After Katelynne C. found out her child, Beverly, had bacterial meningitis, the first priority was ensuring she recovered and was healthy again. After finding out that she also had severe to profound hearing loss, Beverly’s audiologist and doctors urged them to move quickly on cochlear implantation as Beverly’s cochleas could ossify. See how Katelynne made the decision for Beverly’s hearing future:
“One of the very first things Beverly’s infectious disease doctor told my husband and I when she was diagnosed with bacterial meningitis was that she would need to get her ears checked before we went home. I heard what he said, but it was the last thing on my mind. My daughter, who was almost walking a day ago, was not even able to hold her own head up anymore. Her ears were the least of my concerns. Those weeks in the hospital were terrifying.
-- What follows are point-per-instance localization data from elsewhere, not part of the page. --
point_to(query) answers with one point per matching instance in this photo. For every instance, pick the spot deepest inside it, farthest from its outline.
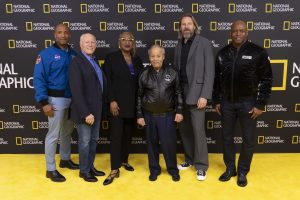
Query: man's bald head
(238, 33)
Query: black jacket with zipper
(159, 92)
(243, 72)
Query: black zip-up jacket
(242, 73)
(159, 92)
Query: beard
(187, 34)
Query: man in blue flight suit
(53, 93)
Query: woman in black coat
(122, 69)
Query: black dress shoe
(175, 177)
(88, 177)
(111, 177)
(95, 172)
(55, 176)
(242, 180)
(226, 176)
(68, 164)
(153, 177)
(127, 167)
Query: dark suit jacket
(87, 95)
(122, 86)
(200, 69)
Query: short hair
(197, 30)
(156, 46)
(133, 51)
(61, 24)
(83, 35)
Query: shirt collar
(88, 57)
(189, 40)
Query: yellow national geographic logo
(140, 26)
(9, 8)
(48, 43)
(16, 109)
(11, 44)
(213, 26)
(28, 26)
(250, 25)
(157, 8)
(67, 24)
(46, 8)
(35, 125)
(121, 8)
(195, 8)
(279, 123)
(140, 127)
(231, 7)
(19, 141)
(157, 42)
(268, 8)
(267, 43)
(176, 26)
(261, 140)
(102, 26)
(104, 125)
(297, 107)
(83, 8)
(286, 25)
(210, 124)
(295, 139)
(284, 73)
(100, 62)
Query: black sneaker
(55, 176)
(201, 175)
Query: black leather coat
(242, 73)
(159, 92)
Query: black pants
(230, 113)
(161, 129)
(120, 139)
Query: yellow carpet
(272, 176)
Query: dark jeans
(230, 113)
(87, 145)
(161, 128)
(120, 139)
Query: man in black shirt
(159, 107)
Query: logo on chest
(168, 78)
(57, 57)
(247, 57)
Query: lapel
(90, 67)
(193, 48)
(124, 65)
(179, 53)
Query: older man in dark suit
(195, 63)
(87, 82)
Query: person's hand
(141, 121)
(48, 110)
(178, 118)
(202, 102)
(90, 119)
(218, 109)
(114, 108)
(255, 112)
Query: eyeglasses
(126, 39)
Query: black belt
(56, 93)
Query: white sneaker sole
(182, 168)
(201, 178)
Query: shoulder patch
(38, 59)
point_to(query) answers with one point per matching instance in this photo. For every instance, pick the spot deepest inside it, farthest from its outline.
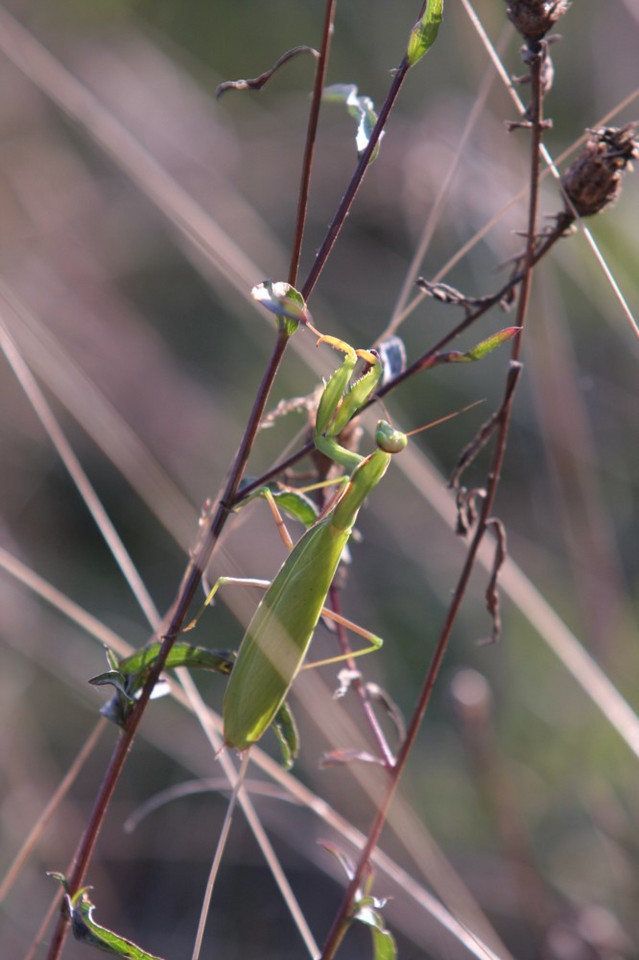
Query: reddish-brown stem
(190, 584)
(340, 924)
(355, 182)
(309, 149)
(360, 689)
(208, 538)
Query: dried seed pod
(534, 18)
(593, 181)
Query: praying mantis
(279, 634)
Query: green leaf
(384, 946)
(485, 347)
(285, 730)
(293, 503)
(181, 655)
(285, 302)
(361, 108)
(424, 33)
(86, 930)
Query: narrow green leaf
(285, 730)
(482, 349)
(284, 301)
(384, 946)
(361, 108)
(424, 33)
(342, 858)
(86, 930)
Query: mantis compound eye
(389, 439)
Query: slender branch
(355, 182)
(311, 134)
(190, 583)
(341, 922)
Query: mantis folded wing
(278, 637)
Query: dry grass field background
(137, 212)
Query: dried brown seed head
(593, 181)
(534, 18)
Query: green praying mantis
(277, 639)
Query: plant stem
(311, 134)
(342, 919)
(177, 614)
(355, 182)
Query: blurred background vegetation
(130, 240)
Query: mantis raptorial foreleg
(276, 641)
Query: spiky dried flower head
(593, 181)
(534, 18)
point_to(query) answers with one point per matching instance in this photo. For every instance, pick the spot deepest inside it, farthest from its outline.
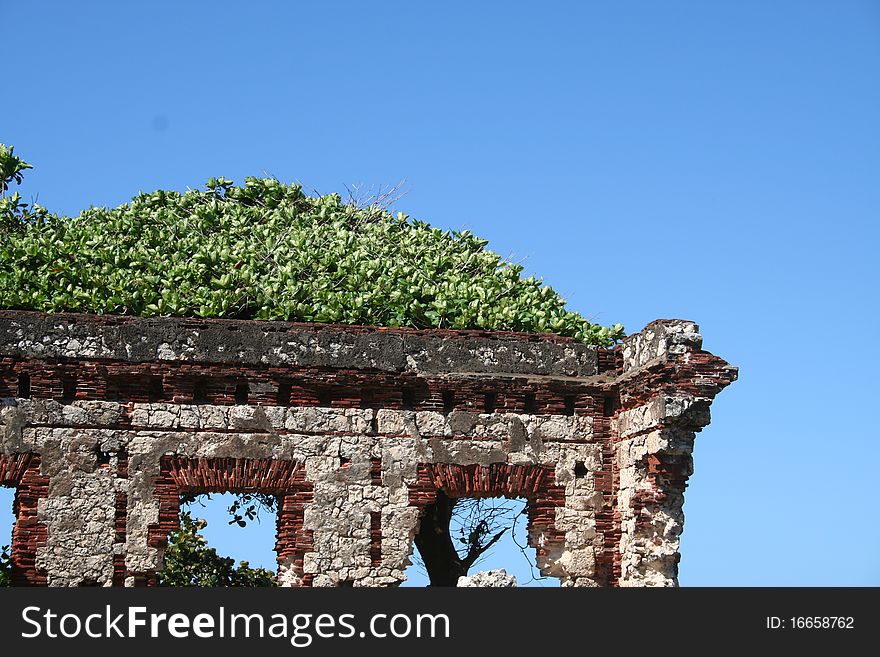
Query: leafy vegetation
(189, 561)
(266, 250)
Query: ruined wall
(106, 421)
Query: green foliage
(189, 561)
(5, 566)
(11, 167)
(268, 251)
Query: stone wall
(106, 421)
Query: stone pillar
(666, 386)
Every second of every day was filled with anxiety and sadness, and it is a miracle that we were able to bring our little girl home.
Beverly was diagnosed with two viral infections at our local emergency room. She was given IV fluids and monitored overnight because of her weakened appearance. When she did not improve the following day, she was transferred to a bigger children’s hospital. There, Bevy was diagnosed with bacterial meningitis, bacteremia and seizure-like activity. Two days later, she was diagnosed with sepsis and a septic hip. She needed emergency surgery for her hip, so they could clear the infection and place a drain in her hip. After about seven or eight days of IV antibiotics twice a day, we started seeing some improvements. She was staying awake a little longer, nursing more and even playing with a few light-up toys.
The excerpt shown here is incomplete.